What is best practice here? I can immediately think of at least a couple of options:-

  1. PATCH /thing/12345
    With a JSONAPI payload like this:-
  {
    "data": {
      "type": "thing",
      "id": "12345",
      "attributes": {
        "status": "open"
      }
    }
  }

Attempts to update other attributes will be rejected with 400 Bad Request or 403 Forbidden.

  1. POST/PATCH /thing/12345?status=open
    (no payload)

Option (1) is clearly JSONAPI-compliant but will imply to consumers that other attributes can also be updated.
We’re not sure how to document what can and can’t be updated (using Swagger).

Option (2) seems much more lightweight but isn’t very JSONAPI-esque.

Comments welcomed,

J.


#2

Hi J,

Short answer - Use hypermedia to return a link with appropriate vocabulary defined where the message and method are known.

Longer answer, check out my guidelines on designing hypermedia APIs and then you can get away from some of these more nuanced but unnecessary design conversations.

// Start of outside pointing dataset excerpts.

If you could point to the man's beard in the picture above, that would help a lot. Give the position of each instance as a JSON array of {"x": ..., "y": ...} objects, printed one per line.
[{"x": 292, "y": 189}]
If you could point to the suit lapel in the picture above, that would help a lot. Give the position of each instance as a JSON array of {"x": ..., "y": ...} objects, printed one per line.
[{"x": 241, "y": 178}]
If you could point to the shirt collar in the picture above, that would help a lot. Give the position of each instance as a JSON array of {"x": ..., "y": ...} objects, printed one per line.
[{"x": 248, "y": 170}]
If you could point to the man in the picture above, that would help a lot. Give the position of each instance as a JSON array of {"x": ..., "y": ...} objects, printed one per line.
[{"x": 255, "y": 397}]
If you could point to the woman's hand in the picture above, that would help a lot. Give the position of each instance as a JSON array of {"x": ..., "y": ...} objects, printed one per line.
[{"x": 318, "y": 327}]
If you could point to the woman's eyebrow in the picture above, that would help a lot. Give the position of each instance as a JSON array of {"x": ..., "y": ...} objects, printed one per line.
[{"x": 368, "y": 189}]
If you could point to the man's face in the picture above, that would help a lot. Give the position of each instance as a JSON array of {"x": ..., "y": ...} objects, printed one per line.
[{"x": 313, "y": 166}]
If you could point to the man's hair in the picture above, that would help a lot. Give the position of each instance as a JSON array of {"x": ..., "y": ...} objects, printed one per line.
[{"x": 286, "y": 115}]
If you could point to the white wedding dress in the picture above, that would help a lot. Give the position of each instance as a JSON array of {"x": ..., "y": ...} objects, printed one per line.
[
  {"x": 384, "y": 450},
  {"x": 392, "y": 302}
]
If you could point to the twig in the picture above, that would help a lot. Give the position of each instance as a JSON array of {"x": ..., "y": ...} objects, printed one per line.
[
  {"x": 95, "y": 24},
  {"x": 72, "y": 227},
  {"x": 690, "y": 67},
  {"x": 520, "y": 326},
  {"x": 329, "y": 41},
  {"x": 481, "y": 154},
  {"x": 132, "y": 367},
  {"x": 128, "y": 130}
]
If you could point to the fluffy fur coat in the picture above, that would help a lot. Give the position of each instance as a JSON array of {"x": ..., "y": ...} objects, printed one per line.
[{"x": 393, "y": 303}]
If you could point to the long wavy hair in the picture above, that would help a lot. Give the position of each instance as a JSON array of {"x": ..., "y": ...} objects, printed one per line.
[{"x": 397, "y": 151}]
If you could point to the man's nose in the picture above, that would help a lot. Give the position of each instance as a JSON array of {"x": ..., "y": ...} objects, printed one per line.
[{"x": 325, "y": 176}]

An update like that shouldn’t be managed by an external caller, because that caller will have to know too much about the internal state and implementation of your service, it’s better to define a vocabulary which contains a link with rel “open-thing” with the method and message already templated within the spec. This way you never have to worry about managing enumerations with clients, or having clients send bogus data.

Good luck, hope it helps!


#3

Hi Michael,

Thank you for the reply.

I can appreciate the theoretic benefits of purely hypermedia-driven APIs, but I’m of the opinion that the added complexity, particularly on the client side, outweighs these benefits.

From discussions here, we’ve decided to go with my option 1 above as it will enable us to update other attributes, if the requirement ever arises, and gets us past any criticisms of not being aligned to the JSONAPI spec.

J.


#4

I understand you’ve made a decision, and reading between the lines it seems like it was informed. APIs are a spectrum, and hypermedia APIs are not the solution to every problem in the space.

I would argue the ‘boogieman’ effect is in play when trying to estimate the relative difference in difficulty in developing a hypermedia client as the unknown is a powerful force multiplier. You can’t ever release a new version of your API, you only get one crack at designing the interface and interaction.

The final point I’ll make is the value of a standard is in it’s compliance and interoperability. There isn’t much value in being a JSON:API inspired API, when I have created a client which is JSON:API compliant. The inspired design is a snowflake, and while it may be familiar, it requires the same additional effort to consume.